OK, let's assume you followed everything in "Rulz" about DNS settings and did nothing wrong. 
 But testing is about checking and not about assuming... So better check twice :-) 
 You diabled NetBIOS and things got worse. OK, that would tell me that we are on the right track! Maybe a restart of your client would have been better before testing to get rid of anything cached. 
 Next thing is IPv6, do you really "use" this in your setup? you have a name resolution for IPv6 running AND you have a IPv6 tunnel? With a Sophos SG-UTM? I don't think so. 
 So, if you are not using IPv6, then you should disable it. Right away. There is no recommendation from Microsoft to have this turned on in every network. 

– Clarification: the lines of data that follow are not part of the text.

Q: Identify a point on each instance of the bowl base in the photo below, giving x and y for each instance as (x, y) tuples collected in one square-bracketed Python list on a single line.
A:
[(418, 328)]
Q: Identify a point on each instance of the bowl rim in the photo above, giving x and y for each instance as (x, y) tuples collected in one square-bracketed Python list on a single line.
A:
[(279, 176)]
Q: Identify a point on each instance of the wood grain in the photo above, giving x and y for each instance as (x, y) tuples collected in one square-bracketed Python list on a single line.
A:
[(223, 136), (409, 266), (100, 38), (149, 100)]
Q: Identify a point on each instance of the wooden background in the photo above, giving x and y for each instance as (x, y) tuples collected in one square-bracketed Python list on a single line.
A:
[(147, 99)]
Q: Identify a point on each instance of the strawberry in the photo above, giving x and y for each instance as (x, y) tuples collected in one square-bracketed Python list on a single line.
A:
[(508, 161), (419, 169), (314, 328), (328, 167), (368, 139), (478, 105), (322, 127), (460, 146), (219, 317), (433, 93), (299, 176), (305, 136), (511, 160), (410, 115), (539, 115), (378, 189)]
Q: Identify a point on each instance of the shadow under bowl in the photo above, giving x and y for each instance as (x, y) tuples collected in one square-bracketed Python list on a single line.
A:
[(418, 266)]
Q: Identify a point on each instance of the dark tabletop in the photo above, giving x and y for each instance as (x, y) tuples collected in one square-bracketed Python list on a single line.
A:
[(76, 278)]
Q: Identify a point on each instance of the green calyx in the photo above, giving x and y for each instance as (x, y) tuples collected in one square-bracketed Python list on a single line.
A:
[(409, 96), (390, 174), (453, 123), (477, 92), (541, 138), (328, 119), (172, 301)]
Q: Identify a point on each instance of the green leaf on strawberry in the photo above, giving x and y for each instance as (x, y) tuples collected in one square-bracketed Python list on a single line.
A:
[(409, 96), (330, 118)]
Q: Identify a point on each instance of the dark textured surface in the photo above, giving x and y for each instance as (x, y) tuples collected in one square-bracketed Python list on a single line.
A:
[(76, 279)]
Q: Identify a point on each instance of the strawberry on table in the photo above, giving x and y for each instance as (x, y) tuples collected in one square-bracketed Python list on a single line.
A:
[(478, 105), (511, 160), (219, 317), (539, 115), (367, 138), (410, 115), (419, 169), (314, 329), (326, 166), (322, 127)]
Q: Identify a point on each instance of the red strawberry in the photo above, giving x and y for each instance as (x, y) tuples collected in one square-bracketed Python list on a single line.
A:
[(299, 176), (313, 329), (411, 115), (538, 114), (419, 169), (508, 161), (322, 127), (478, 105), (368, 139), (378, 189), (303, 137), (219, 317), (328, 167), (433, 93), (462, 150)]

 About "speeds": you were talking about two differnet things here. 
 1. Opening network drives and having a slow built-up of the folders list on those drives. This has to do with name-resolution. 
 2. Transfer speed when copying files. this has to do with bandwidth, parallel use with others on that VPN-uplink and many other factors. 
 Did you turn on compression in your IPsec policy? 
 OK - wild guess, since I am on the MTU-size trip today ... did you ever test to reduce your MTU size? 
 For me, this made a HUGE difference in my homeoffice. Before we were nearly unable to work over VPN.

Charlie Sorrell · Answer

Hi Kosta88, 
 
 Try disabling UDP Flood Protection. 
 If performance is improved once disabled, look at implementing exclusions. 
 If you're using TCP for your SSL tunnel, also try disabling TCP flood protection.